In this tutorial, we’ll show how to analyze loss vs. epoch graphs.
2. Loss vs. Epoch
Loss vs. epoch graphs are a neat way of visualizing our progress while training a neural network. To make such a graph, we plot the loss against the epochs.
The consecutive points on the line correspond to the values recorded in successive epochs.
These graphs can detect overfitting and underfitting and inform us about early stopping.
Overfitting means the network can’t generalize well to unseen data because it starts modeling the noise and randomness in the training dataset.
We can see this in a loss vs. epoch graph. The training and validation losses decrease until an epoch, after which the latter grows while the former keeps dropping:
The graph will reveal the point at which overfitting happens. It’s the epoch after which the validation loss curve goes up.

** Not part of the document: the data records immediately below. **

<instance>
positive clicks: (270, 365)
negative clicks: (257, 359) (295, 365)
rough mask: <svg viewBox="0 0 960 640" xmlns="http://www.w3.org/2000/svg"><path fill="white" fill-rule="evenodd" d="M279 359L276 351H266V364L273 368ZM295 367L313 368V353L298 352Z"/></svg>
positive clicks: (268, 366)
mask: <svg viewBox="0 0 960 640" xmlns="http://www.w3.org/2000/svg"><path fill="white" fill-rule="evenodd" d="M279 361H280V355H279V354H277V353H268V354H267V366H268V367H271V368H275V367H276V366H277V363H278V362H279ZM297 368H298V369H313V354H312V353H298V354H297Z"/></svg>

Underfitting happens when the patterns in the training dataset are too complex for our model. It can’t capture them, so it has a poor performance on training and validation sets:
The gap between the two curves is typically large when this happens, which indicates that our model is missing something. For example, we might need to engineer a feature or use a more complex model.
5. Early Stopping
Early stopping is a regularization technique that stops training if it detects overfitting or if no significant progress is made over several consecutive epochs. In the latter case, the training loss curve ends with a plateau:
We don’t draw plots to implement early stopping. Instead, we specify the minimum improvement that has to be made over several consecutive epochs for training to continue. Similarly, we can define the maximum difference between the curves and stop training if the gap drops below it. However, visualizing the loss against epochs helps us understand why the training algorithm took an early stop.
In this article, we explained loss vs. epoch graphs. We use them in machine learning to detect problems during training.
Our model is overfitting if the validation loss grows while the training loss decreases and underfitting if both losses are large and there’s a significant difference between them.